Je voulais me faire une relecture du livre d’Eli, avec l’intention cette fois de ne pas louper ce qui me paraissait être un film que j’avais personnellement surnoté, et puis non ; désolé mais ça passe toujours bien la deuxième foi.

Peut être que pour ceux qui ne l’ont pas aimé, dont vous chers éclaireurs, c’était la mauvaise fois.

M’enfin les gars, vous avez raison. Je ne vois pas comment contredire la liste de défauts souvent avancée : bordel que c’est moche, purée que c’est tiré par les cheveux, bon sang que c’est pas fin comme illustration des actes de foi.

C’est bourré de clichés post-apo avec cannibalisme, viol, look post steam-punk crasseux avec ongles noirs, désert mad, max de violence existentielle caricaturale, et j’en passe.

Dans cette catégorie visuelle, on a rien dû faire d’aussi moche et baveux dans la décennie à part Pitch Black, et comparer son esthétique avec celle de La Route est un poil insultant pour le travail de Hillcoat.

Gary cabotine, comme souvent, et rien de profond ou de vraiment crédible ne se détache des personnages ; en plus faut gober le fait que Denzel se la pète Wesley Snipes et nous rejoue Blade fringué aux frippes. Bon.

Ok.

M’enfin les gars, mon 6 là il reste où il est.

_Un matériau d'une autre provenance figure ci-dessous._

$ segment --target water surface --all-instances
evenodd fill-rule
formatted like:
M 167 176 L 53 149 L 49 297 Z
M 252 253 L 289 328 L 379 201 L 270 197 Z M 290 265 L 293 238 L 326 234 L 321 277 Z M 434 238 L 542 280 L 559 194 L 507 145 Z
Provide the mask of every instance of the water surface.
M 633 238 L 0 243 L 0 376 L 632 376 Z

D’abord, c’est un film sur la foi sans lourdeur évangéliste (contrairement à un autre vu récemment avec Denzel qui vole). A aucun moment on vous demande d’y croire ni de louer le Seigneur. Ici ce sont les versets qu’on loue pour leur beauté et leur puissance poétique. Ce qui est montré c’est la puissance d’une croyance et le pouvoir —presque ou totalement magique, en l’occurrence — d’une parole portée. Qu’elle soit inscrite et résonne dans l’esprit, lue et apprise, couchée sur le papier ; plus que des mots, ce sont de véritables formules magiques auxquelles fait référence le film. C’est presque cabalistique cette approche des écritures : faire de Denzel un genre de Golem invincible par la parole gravée sur son esprit, pouvoir contrôler les masses, prédire la vie ou promettre la mort, faire renaître la poussière du monde de ses cendres. Je rejoins aussi totalement la comparaison de @Aqualudo avec Fahrenheit concernant les livres et en général l’héritage que représente la grandeur de notre culture en ce qu’elle résume de meilleur dans l’humanité.

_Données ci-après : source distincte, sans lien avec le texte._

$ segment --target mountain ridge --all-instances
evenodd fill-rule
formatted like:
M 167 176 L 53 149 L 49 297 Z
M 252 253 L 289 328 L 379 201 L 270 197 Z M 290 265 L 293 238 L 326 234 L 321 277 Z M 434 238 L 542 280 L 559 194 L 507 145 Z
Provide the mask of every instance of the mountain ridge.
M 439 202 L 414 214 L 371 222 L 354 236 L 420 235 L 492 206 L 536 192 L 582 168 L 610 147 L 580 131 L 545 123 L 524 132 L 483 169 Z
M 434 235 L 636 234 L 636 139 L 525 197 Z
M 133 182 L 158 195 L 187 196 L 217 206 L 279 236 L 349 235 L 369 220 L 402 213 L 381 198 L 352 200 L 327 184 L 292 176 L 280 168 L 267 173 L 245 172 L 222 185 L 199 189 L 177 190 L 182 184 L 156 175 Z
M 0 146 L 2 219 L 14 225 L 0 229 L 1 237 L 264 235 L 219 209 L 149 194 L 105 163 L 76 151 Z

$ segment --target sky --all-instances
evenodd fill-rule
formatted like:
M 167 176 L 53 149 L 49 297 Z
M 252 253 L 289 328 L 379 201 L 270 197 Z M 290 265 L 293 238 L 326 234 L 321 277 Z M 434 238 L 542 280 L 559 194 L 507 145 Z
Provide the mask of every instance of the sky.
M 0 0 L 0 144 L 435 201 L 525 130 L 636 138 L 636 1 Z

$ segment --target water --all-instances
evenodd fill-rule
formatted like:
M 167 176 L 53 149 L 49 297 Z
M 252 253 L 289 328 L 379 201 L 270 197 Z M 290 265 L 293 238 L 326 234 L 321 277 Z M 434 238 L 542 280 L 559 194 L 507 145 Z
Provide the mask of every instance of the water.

Et j’aime beaucoup cette idée de destinée à accomplir par un voyage ; qui, plus qu’un voyage initiatique, est celui d’un initié ayant un acte à achever pour donner un sens à sa connaissance du monde. Quelque chose à transformer, à transmettre.

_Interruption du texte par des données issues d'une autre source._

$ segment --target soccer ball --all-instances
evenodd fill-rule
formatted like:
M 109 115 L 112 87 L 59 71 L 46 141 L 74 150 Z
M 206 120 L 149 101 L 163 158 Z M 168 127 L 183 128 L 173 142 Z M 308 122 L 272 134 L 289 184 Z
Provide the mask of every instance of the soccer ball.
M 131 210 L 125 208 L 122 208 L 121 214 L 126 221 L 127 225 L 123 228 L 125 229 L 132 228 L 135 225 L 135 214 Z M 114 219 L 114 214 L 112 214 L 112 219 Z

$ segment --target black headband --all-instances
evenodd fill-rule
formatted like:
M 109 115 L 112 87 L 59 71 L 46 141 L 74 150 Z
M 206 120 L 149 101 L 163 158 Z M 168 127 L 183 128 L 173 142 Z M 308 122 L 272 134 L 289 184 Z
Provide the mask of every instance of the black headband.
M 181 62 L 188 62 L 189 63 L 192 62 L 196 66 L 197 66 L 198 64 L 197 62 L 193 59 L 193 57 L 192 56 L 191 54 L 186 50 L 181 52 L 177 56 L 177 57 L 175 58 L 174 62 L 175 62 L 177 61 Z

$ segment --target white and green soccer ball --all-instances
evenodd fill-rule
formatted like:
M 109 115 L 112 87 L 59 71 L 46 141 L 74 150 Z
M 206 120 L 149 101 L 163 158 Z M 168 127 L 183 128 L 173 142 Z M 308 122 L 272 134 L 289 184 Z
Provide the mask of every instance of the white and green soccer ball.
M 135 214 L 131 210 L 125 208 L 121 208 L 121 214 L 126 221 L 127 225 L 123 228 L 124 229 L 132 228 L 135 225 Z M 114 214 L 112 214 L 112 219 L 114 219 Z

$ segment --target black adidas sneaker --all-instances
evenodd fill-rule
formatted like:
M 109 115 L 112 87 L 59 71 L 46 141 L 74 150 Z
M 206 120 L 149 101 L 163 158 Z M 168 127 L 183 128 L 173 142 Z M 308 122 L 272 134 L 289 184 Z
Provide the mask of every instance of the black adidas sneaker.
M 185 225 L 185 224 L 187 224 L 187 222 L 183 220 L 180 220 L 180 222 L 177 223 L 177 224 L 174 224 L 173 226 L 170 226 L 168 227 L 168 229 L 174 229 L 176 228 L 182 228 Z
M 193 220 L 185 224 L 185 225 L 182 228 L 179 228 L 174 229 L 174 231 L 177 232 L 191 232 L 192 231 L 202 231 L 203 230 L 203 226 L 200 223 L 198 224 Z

Ensuite, pour la partie la plus subjective, il y a de ma fenêtre dans Book of Eli une certaine grâce qui transparait, même au travers de nombreux défauts formels. En premier lieu, j’aime ce thème principal signé Atticus Ross (cosignataire de la B.O de Social Network avec Reznor), sans doute l’un des meilleurs scores pour un film de genre ces dernières années. En totale contradiction avec la violence dépeinte, flottant par dessus la terre brulée, un thème mystique et aérien, aussi beau, posé, languissant et fugace qu’un instant de plénitude solitaire. Ensuite, les frères Hughes parviennent —même furtivement— à poser quelques cadres qui interpellent par leur picturalité, aérés, presque éthérés ; parce que visuellement ça fonctionne quelques fois aussi.

D’ailleurs côté action, le peu auquel on a droit s’avère efficace : des découpages en bonne et due forme jusque cet assaut en faux plan séquence de la maison des vieux cannibales vraiment bien amenée.

Enfin, Denzel nous épargne pour une fois ses mimiques et abandonne ses tics de jeu pour se rendre supportable en se contentant d’être simplement là, derrière son personnage.

Quant au fameux twist, souvent critiqué, il se révèle très cohérent en regard du contexte et plutôt malin côté mise en place au bénéfice d’un second visionnage. Je ne vois franchement pas en quoi il serait plus stupide ou grossier que celui d’un Fight Club ou encore d’un Sixième Sens.

Book of Eli ce n’est pourtant pas un plaisir coupable. Je l’accuse même, en plus de choix artistiques parfois limites, de pas mal de conneries : une stylisation sans fois ni loi, une caractérisation de mauvaise foi, une lourdeur finale frôlant la crise de foie.

Non mais franchement, faire de Mila Kunis un clone badass d’Angelina Jolie s’en allant à la conquête de l’ouest en fute moulant et Ray-Ban, ça vous fout les foies.

Voilà qui gâche un peu un film certes maladroit mais sous estimé, plus sensible qu’on ne veut bien l’admettre. Aveuglés par des défauts qui sautent aux yeux, on finit par ne croire que ce que l’on voit.